Aiforia will report H2'25 results on March 6. Our preview in detail:
H2'25 sales look set to increase 47% yoy to € 2.18m (eNuW). Clinical revenue growth is seen to accelerate sequentially (+70% vs +60% yoy in H1'25, eNuW) and Research revenue is set to recover to +6% yoy (eNuW), following a soft H1'25 (-30% yoy).
Focus is on the clinical segment to scale the business, explaining the modest growth expectations for Research in H2'25 (eNuW). The growth trajectories of both segments should also differ beyond FY25, with the Research segment to grow at an ~8% CAGR and the Clinical segment at a strong ~84% (FY26-28, eNuW). Clinical growth for the coming years should be supported by:
An increased share of wallet across the installed base of 14 major clinical clients, driven by an acceleration in the adoption rate of pathology AI technology;
Strategic partnerships with leading industry players, such as Siemens Healthineers, which should broaden Aiforia's commercial reach and help ramp up sales growth by embedding its AI solutions into large, established digital pathology networks; and
The recently launched foundation engine, which is viewed as an improvement over supervised convolutional neural networks in terms of commercial scalability, as it enables faster deployment of AI models, greater adaptability to new use cases, and lower operating costs.

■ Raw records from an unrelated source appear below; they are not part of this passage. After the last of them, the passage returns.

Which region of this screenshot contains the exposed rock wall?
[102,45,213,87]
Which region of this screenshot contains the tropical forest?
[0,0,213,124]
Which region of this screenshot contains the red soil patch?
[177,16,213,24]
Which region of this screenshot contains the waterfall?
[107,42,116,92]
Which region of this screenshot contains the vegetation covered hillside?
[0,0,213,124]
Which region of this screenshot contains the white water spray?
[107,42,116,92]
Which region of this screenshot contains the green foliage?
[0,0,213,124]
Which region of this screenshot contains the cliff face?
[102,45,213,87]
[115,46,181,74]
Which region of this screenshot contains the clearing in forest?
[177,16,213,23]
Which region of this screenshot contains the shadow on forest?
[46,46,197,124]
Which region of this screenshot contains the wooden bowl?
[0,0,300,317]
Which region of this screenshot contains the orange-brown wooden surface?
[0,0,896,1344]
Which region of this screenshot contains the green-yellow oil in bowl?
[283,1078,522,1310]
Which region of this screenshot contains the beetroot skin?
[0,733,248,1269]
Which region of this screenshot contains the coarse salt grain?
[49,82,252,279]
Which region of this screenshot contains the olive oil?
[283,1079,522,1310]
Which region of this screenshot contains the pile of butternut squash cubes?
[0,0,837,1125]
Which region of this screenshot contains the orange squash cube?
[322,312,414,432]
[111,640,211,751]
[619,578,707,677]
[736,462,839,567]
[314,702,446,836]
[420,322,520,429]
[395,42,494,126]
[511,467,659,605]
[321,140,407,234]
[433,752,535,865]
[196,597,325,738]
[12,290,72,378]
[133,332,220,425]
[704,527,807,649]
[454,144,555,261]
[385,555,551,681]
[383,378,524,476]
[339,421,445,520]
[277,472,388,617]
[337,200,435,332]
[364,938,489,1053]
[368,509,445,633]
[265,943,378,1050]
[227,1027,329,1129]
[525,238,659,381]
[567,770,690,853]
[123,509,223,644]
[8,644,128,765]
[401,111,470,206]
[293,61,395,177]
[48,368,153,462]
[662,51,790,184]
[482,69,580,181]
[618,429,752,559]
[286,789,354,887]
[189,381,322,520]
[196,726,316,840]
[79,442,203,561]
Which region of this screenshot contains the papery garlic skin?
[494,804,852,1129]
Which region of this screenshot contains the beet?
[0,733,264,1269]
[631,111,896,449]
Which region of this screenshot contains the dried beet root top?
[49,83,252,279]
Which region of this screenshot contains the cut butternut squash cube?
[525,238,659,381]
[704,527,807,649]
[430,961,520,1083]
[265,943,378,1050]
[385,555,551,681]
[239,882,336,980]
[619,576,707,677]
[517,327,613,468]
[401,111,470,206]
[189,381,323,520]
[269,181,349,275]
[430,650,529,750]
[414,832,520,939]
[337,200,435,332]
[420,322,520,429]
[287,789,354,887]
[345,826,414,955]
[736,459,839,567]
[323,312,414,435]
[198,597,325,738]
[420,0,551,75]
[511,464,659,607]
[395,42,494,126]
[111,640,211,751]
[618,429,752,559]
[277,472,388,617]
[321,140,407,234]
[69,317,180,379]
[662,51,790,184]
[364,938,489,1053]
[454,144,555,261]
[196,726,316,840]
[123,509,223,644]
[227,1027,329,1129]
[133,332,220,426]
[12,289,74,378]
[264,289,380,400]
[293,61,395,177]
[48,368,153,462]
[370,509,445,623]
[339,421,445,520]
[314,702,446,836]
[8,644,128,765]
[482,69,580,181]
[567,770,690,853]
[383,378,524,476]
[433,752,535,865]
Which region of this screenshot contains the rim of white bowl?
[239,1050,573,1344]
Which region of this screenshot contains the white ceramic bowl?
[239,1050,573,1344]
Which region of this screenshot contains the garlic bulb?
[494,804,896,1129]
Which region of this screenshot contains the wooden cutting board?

We expect incremental tailwinds from the foundation engine to happen over the course of FY26-28. While an acceleration in the adoption pace of AI technology by clinical clients in H2'25 would provide a positive trigger for the growth story, we expect the more tangible hyperscale years to be in FY26-28. The company has an excellent track record in developing advanced AI models and in securing tenders, giving us confidence that Aiforia can convert clinical tenders into strong growth execution.
On profitability, H2'25 EBITDA is expected to improve to € -2.7m (vs € -4.0m a year prior), on the back of operational leverage and lower OPEX driven by a reduced headcount. Mind you, the company concluded workforce reductions in November, which should lead to annual cost savings of € 2.5m starting from FY26.
Aiforia is set to end FY25 with € 11.6m in cash. We estimate the company's operating cash burn to be € 9.3m in FY26, thus Aiforia should have sufficient cash runway to cover at least the whole of FY26.
Ahead of the H2'25 results, our conviction in Aiforia's long-term story remains intact. We reiterate our BUY rating with a € 3.80 PT based on our DCF model.